If you want to be a dog, first you must learn to wait.
You must wait all day until somebody returns,
and if somebody returns late, you must learn to wait until then.
Then you must learn to speak in one of the voices available to you,
high and light or mellow thick
and low or middle-range and terse.
Whichever voice you learn to speak,
you will meet somebody who does not like you because of it,
they will be wary or annoyed or you will remind them
of something or someone else.

Once you have learned to speak you must learn not to speak unless you absolutely must, or to speak as much as you feel you must regardless of how many times you are told to stop, or sit, or placed behind a door—this will depend on what kind of a dog you want to be. And indeed there are many kinds. It may not feel as though you get to choose, and that too is a kind of dog.

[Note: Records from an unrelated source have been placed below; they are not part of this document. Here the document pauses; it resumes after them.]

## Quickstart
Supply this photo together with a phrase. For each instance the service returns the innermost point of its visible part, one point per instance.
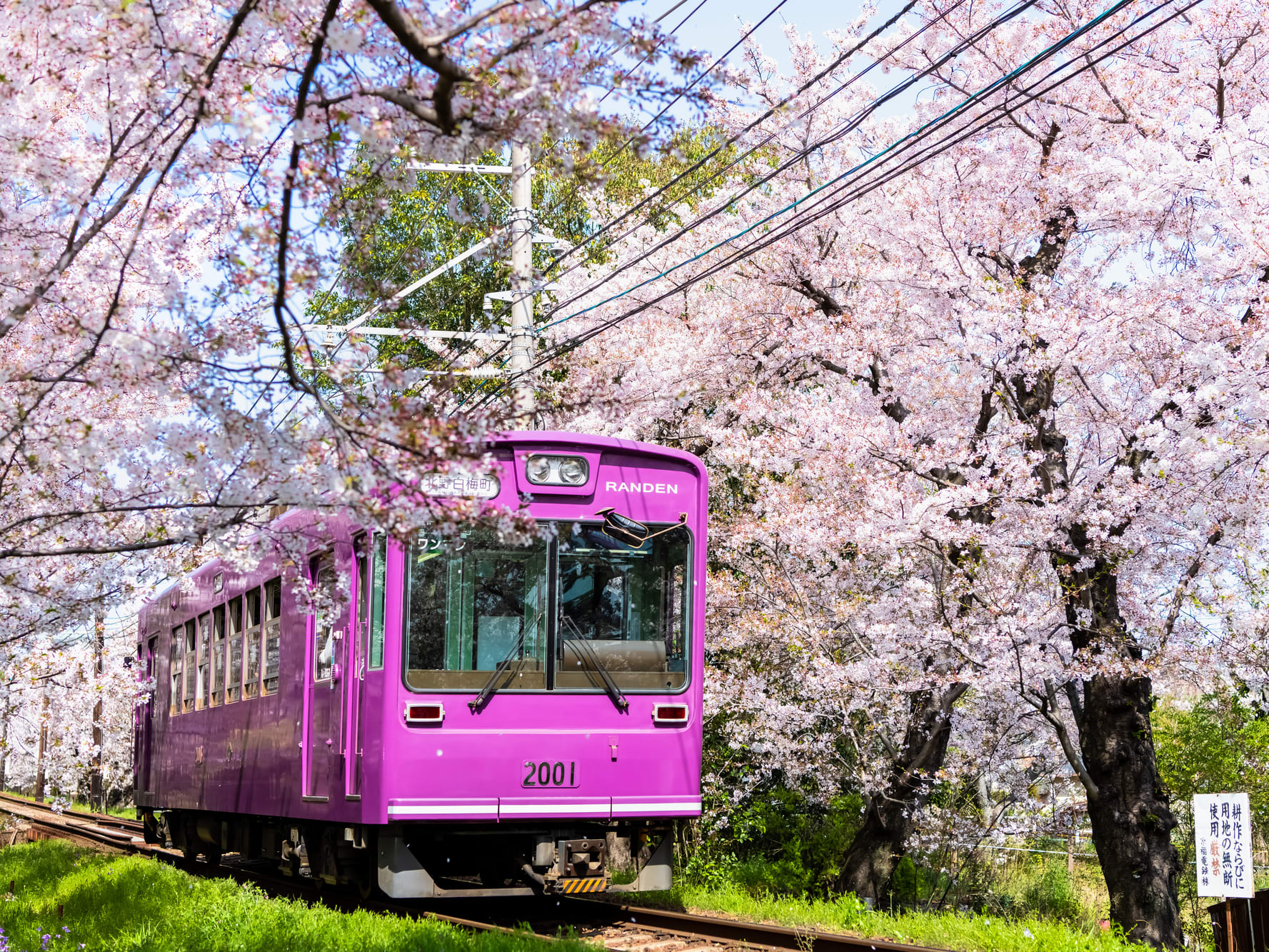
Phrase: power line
(843, 129)
(976, 125)
(803, 153)
(754, 124)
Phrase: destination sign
(466, 485)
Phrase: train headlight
(538, 469)
(557, 470)
(573, 471)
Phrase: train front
(547, 723)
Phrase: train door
(148, 712)
(326, 628)
(354, 678)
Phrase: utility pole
(96, 798)
(44, 746)
(522, 286)
(4, 735)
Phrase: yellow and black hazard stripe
(575, 885)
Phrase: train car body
(476, 710)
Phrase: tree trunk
(1131, 816)
(890, 818)
(1128, 806)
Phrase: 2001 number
(546, 773)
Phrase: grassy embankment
(141, 906)
(135, 904)
(971, 933)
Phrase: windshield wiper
(504, 666)
(593, 656)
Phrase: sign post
(1223, 851)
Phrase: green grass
(136, 904)
(970, 933)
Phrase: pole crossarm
(336, 330)
(456, 166)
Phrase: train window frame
(251, 638)
(689, 633)
(686, 610)
(234, 638)
(271, 628)
(176, 668)
(378, 576)
(457, 640)
(189, 666)
(202, 691)
(219, 648)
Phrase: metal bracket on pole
(458, 166)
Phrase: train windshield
(617, 610)
(627, 606)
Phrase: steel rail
(606, 921)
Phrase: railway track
(614, 927)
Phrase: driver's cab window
(622, 610)
(476, 604)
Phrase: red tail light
(669, 713)
(424, 713)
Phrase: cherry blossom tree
(998, 424)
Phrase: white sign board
(1223, 844)
(472, 486)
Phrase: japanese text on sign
(1223, 844)
(475, 486)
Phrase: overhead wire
(826, 70)
(833, 135)
(1028, 94)
(700, 163)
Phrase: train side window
(176, 656)
(191, 666)
(234, 686)
(204, 661)
(473, 608)
(378, 583)
(324, 581)
(217, 654)
(251, 643)
(272, 633)
(361, 628)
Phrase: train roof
(555, 439)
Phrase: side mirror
(622, 527)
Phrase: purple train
(478, 711)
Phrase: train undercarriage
(432, 860)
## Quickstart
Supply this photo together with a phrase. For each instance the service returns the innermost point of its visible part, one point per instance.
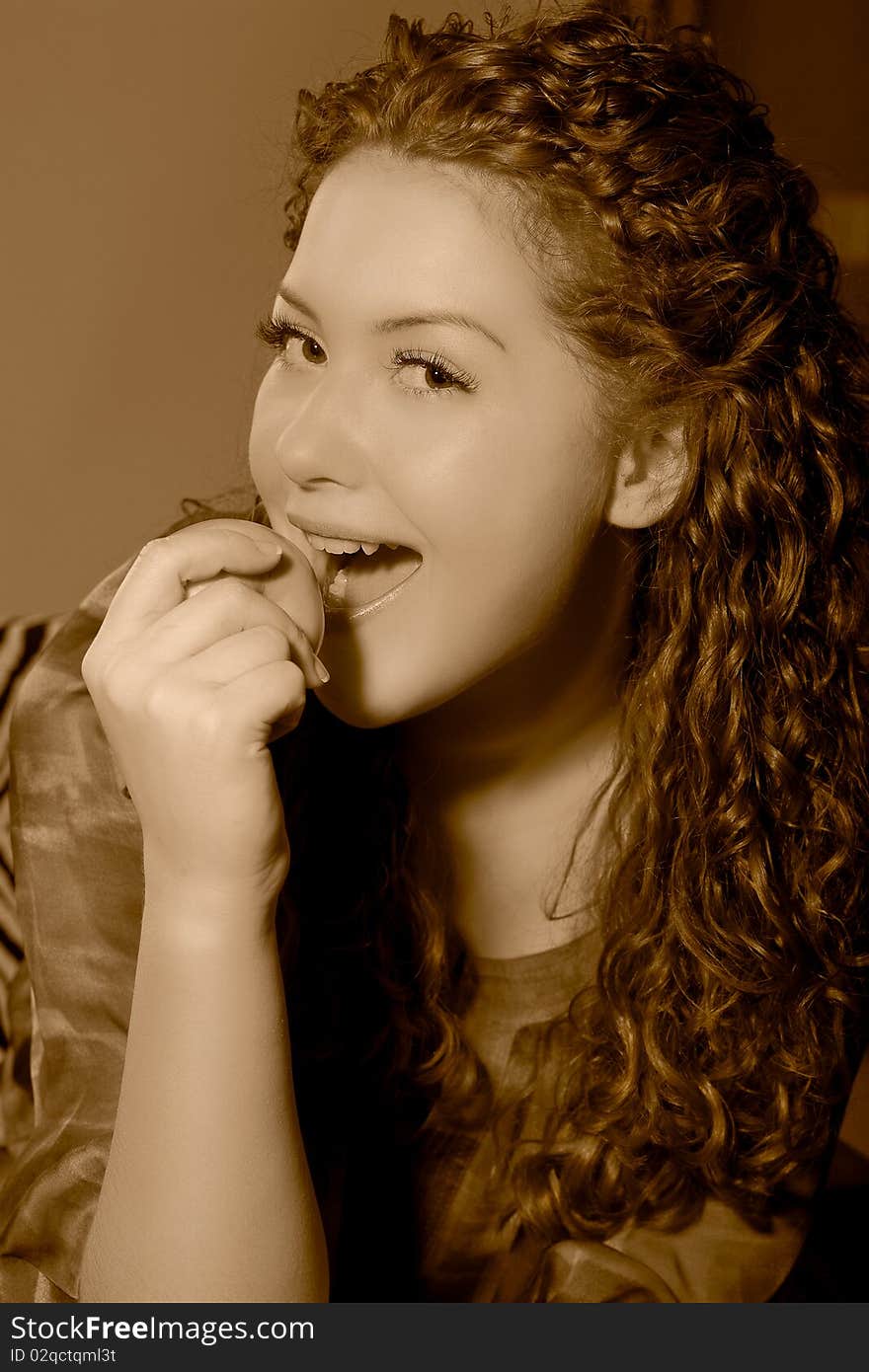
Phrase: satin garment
(77, 857)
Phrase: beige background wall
(141, 151)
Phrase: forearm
(207, 1195)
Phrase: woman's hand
(190, 690)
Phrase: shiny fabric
(77, 852)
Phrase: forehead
(389, 233)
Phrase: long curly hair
(714, 1050)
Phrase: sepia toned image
(433, 661)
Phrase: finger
(239, 653)
(218, 611)
(157, 579)
(267, 701)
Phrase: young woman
(510, 950)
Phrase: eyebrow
(404, 321)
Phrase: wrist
(206, 907)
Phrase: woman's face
(423, 398)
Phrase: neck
(507, 776)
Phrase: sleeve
(720, 1258)
(78, 889)
(574, 1270)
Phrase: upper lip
(322, 528)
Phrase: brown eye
(312, 351)
(436, 379)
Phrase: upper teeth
(344, 545)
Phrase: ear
(648, 477)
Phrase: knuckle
(275, 639)
(154, 548)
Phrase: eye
(277, 334)
(434, 373)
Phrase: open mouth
(356, 583)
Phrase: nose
(323, 439)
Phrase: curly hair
(715, 1047)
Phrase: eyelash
(275, 333)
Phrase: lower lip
(337, 614)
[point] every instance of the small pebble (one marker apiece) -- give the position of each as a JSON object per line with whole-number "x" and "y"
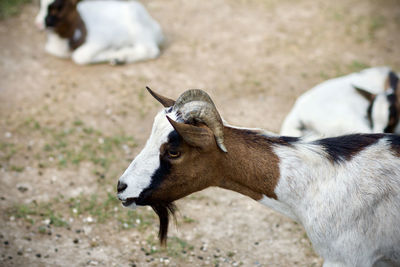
{"x": 22, "y": 188}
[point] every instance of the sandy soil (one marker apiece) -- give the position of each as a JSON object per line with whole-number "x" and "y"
{"x": 254, "y": 57}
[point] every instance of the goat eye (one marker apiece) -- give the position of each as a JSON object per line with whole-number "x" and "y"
{"x": 173, "y": 153}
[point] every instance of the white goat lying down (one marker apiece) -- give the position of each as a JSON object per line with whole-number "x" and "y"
{"x": 345, "y": 191}
{"x": 99, "y": 31}
{"x": 366, "y": 101}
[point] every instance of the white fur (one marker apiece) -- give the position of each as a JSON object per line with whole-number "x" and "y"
{"x": 350, "y": 209}
{"x": 117, "y": 31}
{"x": 139, "y": 173}
{"x": 334, "y": 107}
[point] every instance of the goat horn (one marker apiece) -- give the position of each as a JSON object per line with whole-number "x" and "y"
{"x": 196, "y": 105}
{"x": 165, "y": 101}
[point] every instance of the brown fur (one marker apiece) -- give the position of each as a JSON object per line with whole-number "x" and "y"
{"x": 70, "y": 21}
{"x": 250, "y": 167}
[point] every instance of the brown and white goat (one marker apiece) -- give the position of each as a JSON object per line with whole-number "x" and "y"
{"x": 345, "y": 191}
{"x": 99, "y": 31}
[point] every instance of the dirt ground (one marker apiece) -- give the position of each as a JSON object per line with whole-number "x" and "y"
{"x": 67, "y": 132}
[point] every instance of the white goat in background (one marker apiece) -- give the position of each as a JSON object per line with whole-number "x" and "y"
{"x": 345, "y": 190}
{"x": 99, "y": 31}
{"x": 362, "y": 102}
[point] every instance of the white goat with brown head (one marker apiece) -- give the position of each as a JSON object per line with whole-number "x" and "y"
{"x": 363, "y": 102}
{"x": 99, "y": 31}
{"x": 345, "y": 191}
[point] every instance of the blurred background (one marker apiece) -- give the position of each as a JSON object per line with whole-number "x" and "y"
{"x": 67, "y": 132}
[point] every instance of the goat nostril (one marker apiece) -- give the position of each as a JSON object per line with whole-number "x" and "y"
{"x": 121, "y": 186}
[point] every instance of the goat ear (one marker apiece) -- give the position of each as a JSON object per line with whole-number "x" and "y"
{"x": 193, "y": 135}
{"x": 165, "y": 101}
{"x": 367, "y": 95}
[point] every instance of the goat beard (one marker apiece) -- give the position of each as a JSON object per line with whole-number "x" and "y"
{"x": 164, "y": 211}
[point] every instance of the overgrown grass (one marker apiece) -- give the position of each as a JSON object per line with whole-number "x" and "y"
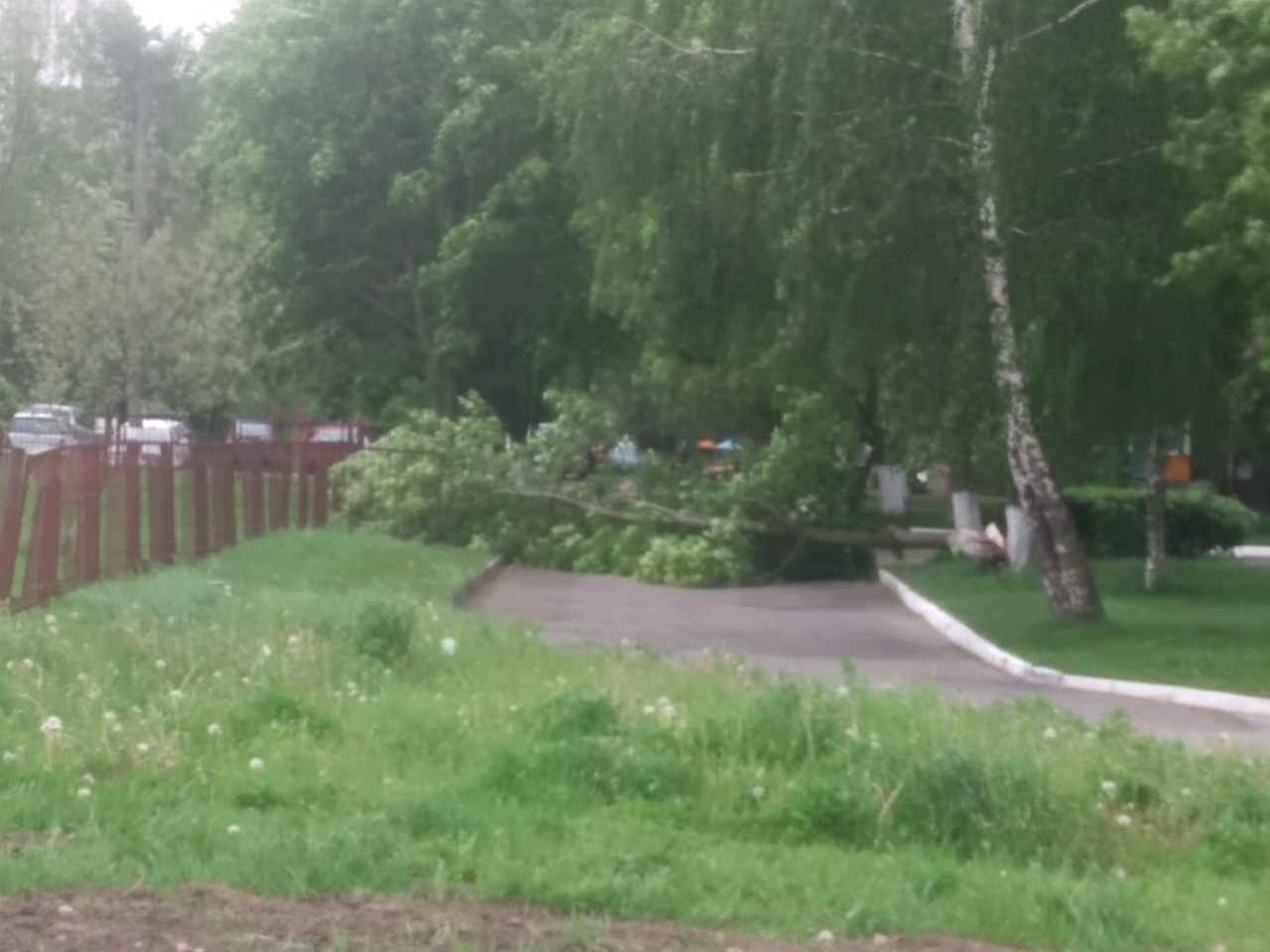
{"x": 1207, "y": 627}
{"x": 307, "y": 712}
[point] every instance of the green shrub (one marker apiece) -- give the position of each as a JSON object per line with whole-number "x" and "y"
{"x": 1112, "y": 522}
{"x": 382, "y": 630}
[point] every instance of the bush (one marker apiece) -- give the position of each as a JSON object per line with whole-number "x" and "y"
{"x": 1112, "y": 522}
{"x": 382, "y": 630}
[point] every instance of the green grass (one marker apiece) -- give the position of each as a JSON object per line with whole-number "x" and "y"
{"x": 595, "y": 782}
{"x": 1261, "y": 535}
{"x": 1209, "y": 627}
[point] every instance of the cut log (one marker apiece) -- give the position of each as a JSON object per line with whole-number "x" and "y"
{"x": 978, "y": 546}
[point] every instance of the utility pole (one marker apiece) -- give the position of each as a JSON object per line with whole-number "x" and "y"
{"x": 143, "y": 226}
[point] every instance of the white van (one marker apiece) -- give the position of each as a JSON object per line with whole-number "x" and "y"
{"x": 151, "y": 434}
{"x": 37, "y": 430}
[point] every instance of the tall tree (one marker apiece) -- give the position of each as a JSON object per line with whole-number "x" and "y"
{"x": 420, "y": 236}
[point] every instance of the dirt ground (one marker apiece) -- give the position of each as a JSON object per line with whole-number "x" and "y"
{"x": 217, "y": 919}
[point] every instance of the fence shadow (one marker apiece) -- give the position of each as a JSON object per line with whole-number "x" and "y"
{"x": 73, "y": 516}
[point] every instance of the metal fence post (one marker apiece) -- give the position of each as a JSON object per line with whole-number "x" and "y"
{"x": 13, "y": 476}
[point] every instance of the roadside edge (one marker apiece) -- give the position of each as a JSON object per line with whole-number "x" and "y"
{"x": 970, "y": 642}
{"x": 471, "y": 588}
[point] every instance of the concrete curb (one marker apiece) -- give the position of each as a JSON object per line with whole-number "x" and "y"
{"x": 985, "y": 652}
{"x": 1252, "y": 552}
{"x": 471, "y": 588}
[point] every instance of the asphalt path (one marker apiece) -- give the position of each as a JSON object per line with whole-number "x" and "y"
{"x": 807, "y": 630}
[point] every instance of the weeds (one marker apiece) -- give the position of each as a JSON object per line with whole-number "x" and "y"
{"x": 308, "y": 714}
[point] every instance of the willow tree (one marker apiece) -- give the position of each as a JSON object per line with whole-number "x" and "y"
{"x": 811, "y": 190}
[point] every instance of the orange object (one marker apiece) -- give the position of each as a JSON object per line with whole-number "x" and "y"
{"x": 1178, "y": 468}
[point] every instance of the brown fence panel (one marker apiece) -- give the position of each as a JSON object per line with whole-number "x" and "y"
{"x": 321, "y": 492}
{"x": 45, "y": 471}
{"x": 304, "y": 470}
{"x": 281, "y": 461}
{"x": 131, "y": 463}
{"x": 13, "y": 486}
{"x": 254, "y": 492}
{"x": 200, "y": 499}
{"x": 91, "y": 515}
{"x": 87, "y": 513}
{"x": 163, "y": 507}
{"x": 226, "y": 497}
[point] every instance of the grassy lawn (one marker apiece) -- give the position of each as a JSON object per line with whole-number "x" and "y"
{"x": 307, "y": 712}
{"x": 1207, "y": 629}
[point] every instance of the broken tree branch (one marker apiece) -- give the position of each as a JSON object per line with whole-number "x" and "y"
{"x": 1055, "y": 24}
{"x": 651, "y": 512}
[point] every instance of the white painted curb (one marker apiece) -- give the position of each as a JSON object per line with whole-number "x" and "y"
{"x": 985, "y": 652}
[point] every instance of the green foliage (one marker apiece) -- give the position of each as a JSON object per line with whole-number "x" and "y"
{"x": 382, "y": 630}
{"x": 456, "y": 480}
{"x": 1205, "y": 627}
{"x": 608, "y": 780}
{"x": 1112, "y": 522}
{"x": 435, "y": 479}
{"x": 716, "y": 557}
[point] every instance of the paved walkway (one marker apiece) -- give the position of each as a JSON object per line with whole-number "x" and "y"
{"x": 806, "y": 630}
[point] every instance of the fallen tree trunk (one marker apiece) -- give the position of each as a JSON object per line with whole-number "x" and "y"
{"x": 643, "y": 512}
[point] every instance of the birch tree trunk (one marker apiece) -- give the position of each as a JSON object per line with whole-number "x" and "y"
{"x": 1156, "y": 537}
{"x": 1065, "y": 571}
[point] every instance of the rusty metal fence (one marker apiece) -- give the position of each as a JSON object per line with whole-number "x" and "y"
{"x": 75, "y": 516}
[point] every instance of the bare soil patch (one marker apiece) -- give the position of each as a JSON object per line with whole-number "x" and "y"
{"x": 218, "y": 919}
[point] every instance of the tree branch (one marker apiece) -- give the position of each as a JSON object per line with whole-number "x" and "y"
{"x": 651, "y": 512}
{"x": 911, "y": 63}
{"x": 1053, "y": 24}
{"x": 1116, "y": 160}
{"x": 698, "y": 49}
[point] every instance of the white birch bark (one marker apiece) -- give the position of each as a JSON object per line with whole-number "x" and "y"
{"x": 892, "y": 489}
{"x": 1156, "y": 537}
{"x": 1017, "y": 537}
{"x": 965, "y": 513}
{"x": 1065, "y": 572}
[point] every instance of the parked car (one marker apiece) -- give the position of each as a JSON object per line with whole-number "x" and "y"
{"x": 338, "y": 433}
{"x": 41, "y": 429}
{"x": 252, "y": 431}
{"x": 153, "y": 434}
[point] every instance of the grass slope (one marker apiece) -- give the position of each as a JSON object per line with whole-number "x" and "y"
{"x": 253, "y": 720}
{"x": 1209, "y": 627}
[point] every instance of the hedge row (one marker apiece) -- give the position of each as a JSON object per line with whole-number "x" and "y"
{"x": 1112, "y": 522}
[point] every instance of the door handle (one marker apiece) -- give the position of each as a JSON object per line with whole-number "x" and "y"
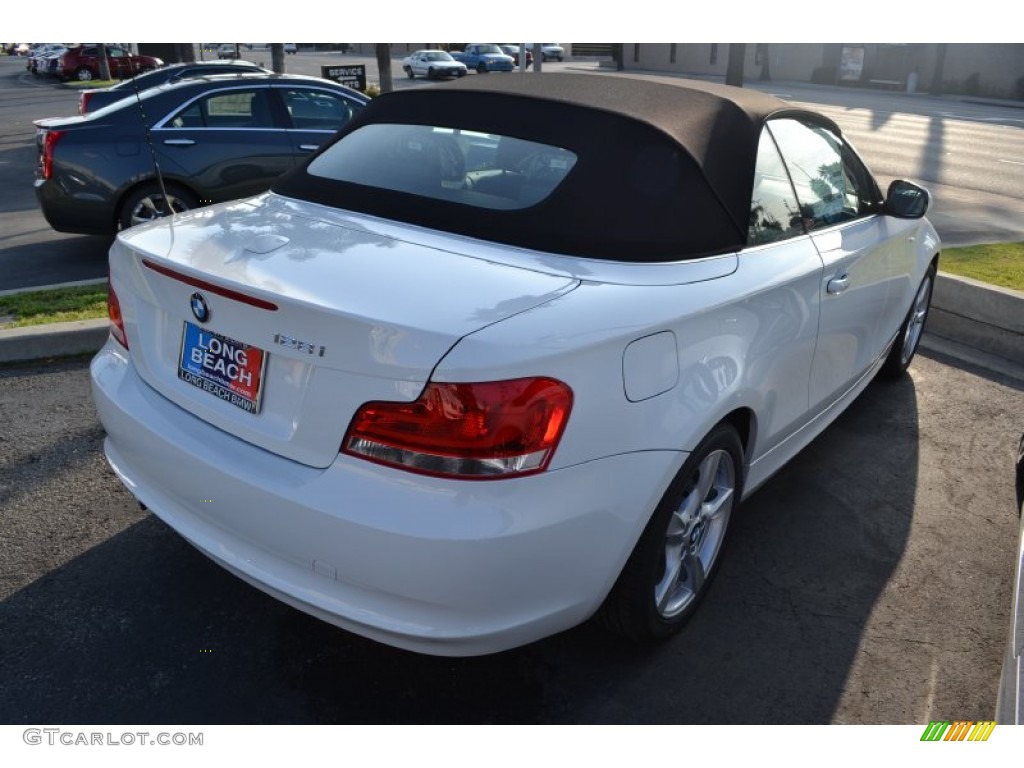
{"x": 838, "y": 285}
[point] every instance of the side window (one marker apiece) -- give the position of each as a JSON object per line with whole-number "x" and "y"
{"x": 774, "y": 211}
{"x": 316, "y": 111}
{"x": 829, "y": 190}
{"x": 236, "y": 109}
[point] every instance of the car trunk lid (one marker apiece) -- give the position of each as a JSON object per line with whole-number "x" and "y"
{"x": 316, "y": 317}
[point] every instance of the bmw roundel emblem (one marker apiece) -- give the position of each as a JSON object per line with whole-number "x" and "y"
{"x": 200, "y": 308}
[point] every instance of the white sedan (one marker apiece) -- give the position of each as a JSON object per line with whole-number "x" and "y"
{"x": 457, "y": 390}
{"x": 432, "y": 65}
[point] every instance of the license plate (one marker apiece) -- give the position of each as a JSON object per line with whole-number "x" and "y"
{"x": 222, "y": 367}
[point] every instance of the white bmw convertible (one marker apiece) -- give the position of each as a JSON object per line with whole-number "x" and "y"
{"x": 460, "y": 382}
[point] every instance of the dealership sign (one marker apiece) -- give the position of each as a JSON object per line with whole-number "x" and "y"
{"x": 354, "y": 76}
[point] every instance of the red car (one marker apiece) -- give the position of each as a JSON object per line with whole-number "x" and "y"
{"x": 82, "y": 62}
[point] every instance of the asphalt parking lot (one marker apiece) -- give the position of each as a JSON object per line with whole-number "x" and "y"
{"x": 868, "y": 582}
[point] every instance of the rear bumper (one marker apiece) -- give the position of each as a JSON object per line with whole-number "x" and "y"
{"x": 81, "y": 214}
{"x": 431, "y": 565}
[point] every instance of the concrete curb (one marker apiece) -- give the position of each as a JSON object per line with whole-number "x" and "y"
{"x": 977, "y": 315}
{"x": 987, "y": 317}
{"x": 53, "y": 340}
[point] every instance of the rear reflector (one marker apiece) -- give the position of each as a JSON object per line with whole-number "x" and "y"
{"x": 117, "y": 322}
{"x": 481, "y": 431}
{"x": 50, "y": 139}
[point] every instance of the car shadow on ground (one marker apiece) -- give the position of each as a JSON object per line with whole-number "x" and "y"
{"x": 143, "y": 629}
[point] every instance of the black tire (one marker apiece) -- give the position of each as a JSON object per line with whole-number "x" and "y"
{"x": 145, "y": 203}
{"x": 908, "y": 338}
{"x": 674, "y": 561}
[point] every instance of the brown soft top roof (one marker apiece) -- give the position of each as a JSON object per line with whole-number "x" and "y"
{"x": 666, "y": 165}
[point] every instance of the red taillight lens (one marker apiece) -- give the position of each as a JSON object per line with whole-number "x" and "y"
{"x": 50, "y": 139}
{"x": 478, "y": 431}
{"x": 117, "y": 322}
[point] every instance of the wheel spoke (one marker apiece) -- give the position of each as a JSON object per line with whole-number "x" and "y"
{"x": 665, "y": 591}
{"x": 695, "y": 572}
{"x": 714, "y": 508}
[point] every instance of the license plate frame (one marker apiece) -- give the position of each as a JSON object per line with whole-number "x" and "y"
{"x": 227, "y": 369}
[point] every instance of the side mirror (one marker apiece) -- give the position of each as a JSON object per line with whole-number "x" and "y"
{"x": 906, "y": 200}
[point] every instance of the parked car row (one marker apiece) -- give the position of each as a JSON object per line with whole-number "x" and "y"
{"x": 216, "y": 137}
{"x": 83, "y": 61}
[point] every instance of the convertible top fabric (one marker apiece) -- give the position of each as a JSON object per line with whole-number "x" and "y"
{"x": 665, "y": 169}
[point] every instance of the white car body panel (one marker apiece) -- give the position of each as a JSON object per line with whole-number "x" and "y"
{"x": 378, "y": 551}
{"x": 648, "y": 361}
{"x": 347, "y": 273}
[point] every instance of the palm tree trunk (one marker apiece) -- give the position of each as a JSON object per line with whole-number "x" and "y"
{"x": 383, "y": 51}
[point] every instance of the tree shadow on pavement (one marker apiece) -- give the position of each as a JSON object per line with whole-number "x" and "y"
{"x": 143, "y": 629}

Next you must learn to relinquish all control over everything you might wish to control.
You must learn to prefer to be led about by the neck on a piece of string,
or staked to a neglected lawn by a length of chain.
You must learn, once you have sampled the freedom of a life without a chain,
that it is better to return and be chained again.

Or you may learn that it is not— a fugitive is also a kind of dog.

Of course you must learn to love, to love always and love entirely and to be wounded by nothing so much as the violence of your own love.

You must learn to be confused but never disappointed by a deficiency of love.

You must lose yourself wholly in activity; you must never feel an itch that you do not scratch.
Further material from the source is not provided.